What is the period of a ball rolling in a circle? Imagine a uniform spherical ball of mass $m$ and radius $r$ rolling without slipping in a spherical bowl of radius $R$ with $r<<R$. 
There are two special cases of small amplitude oscillations: a ball that rolls directly back and forth at the bottom of a bowl, as well as a ball that rolls in a circle around the bottom of the bowl. In the case of a ball rolling back and forth, I would treat it as approximating simple harmonic motion, and find the period that way.
Q: How would I find the period of a ball rolling in a circle around the bottom of the bowl? 
Specifically, I'm not sure how the rolling aspect affects the calculation and makes the question unique from a block sliding frictionlessly around in a circle.
 A: A block sliding without friction would behave itself in exactly the same way as a pendulum, the normal force being provided by the bowl rather than a string. Its period can be calculated from energy conservation, without linearization:
$$\frac{m}{2}\left(\frac{dx}{dt}\right)^2+V(x)=E,$$
so that
$$\frac{dt}{dx}=\sqrt{\frac{m}{2}}\frac{1}{\sqrt{E-V(x)}},\\
\frac{T}{2}= \sqrt{\frac{m}{2}}\int_{-a}^{a}\frac{dx}{\sqrt{E-V(x)}},
$$
where the amplitude and the net energy are related as $E=V(a)$. 
As I have already mentioned, the potential energy is the same as for a pendulum:
$$V(x) = mgh = mg(R - R\cos\theta) = mg(R - \sqrt{R^2-x^2}),$$
where $x$ is the horizontal displacement (naturally, one might facilitate the calculation by using the angular coordinate).

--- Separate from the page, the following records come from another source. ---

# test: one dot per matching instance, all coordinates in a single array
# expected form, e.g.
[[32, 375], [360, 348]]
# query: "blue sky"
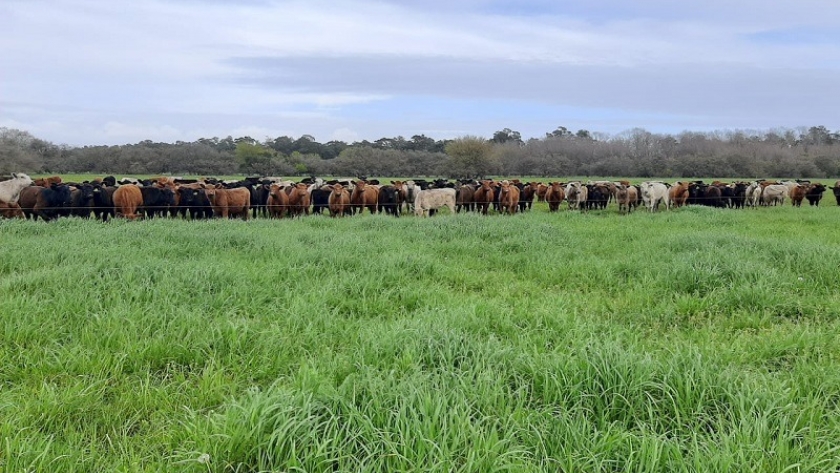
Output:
[[87, 72]]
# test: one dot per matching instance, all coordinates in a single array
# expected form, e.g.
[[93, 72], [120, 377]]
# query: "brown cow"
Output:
[[509, 198], [364, 195], [339, 201], [678, 194], [541, 190], [127, 199], [278, 201], [10, 210], [484, 196], [47, 181], [229, 203], [554, 195], [299, 199]]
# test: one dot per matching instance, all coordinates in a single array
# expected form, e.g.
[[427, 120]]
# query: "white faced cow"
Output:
[[433, 199], [653, 194], [10, 190]]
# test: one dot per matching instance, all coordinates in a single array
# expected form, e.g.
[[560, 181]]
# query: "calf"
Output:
[[433, 199], [509, 198]]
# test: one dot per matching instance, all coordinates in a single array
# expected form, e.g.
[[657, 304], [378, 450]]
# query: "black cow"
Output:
[[814, 194], [103, 201], [320, 198], [81, 200], [46, 202], [194, 201]]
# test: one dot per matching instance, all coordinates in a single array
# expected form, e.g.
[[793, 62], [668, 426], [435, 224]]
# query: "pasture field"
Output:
[[699, 339]]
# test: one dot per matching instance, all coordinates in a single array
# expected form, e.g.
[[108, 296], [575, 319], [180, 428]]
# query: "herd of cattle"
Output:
[[50, 198]]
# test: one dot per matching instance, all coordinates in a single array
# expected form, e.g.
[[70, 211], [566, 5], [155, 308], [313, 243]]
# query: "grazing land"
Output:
[[696, 339]]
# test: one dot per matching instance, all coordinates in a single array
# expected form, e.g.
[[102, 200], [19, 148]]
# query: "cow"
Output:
[[192, 201], [299, 200], [577, 194], [82, 200], [388, 200], [834, 189], [814, 194], [128, 199], [157, 201], [10, 210], [46, 202], [48, 181], [229, 203], [526, 196], [465, 197], [509, 198], [432, 199], [339, 201], [654, 194], [277, 203], [554, 196], [484, 196], [10, 189], [103, 201], [364, 196], [774, 194], [626, 197], [797, 194], [678, 194]]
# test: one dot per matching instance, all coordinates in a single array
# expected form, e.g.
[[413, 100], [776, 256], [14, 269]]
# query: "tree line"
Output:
[[797, 153]]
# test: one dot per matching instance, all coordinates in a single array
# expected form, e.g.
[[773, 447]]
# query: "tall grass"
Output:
[[692, 340]]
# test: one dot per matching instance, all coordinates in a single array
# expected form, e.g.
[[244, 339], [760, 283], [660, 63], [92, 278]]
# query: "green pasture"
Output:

The above will not produce two distinct periods, although the period of oscillations is amplitude dependent. Yet, I do agree on the empirical grounds that two different regimes exist. However their existence is likely to deal with the very things neglected in the question: slipping and the size of the ball $r\ll R$ - it involves rotational energy.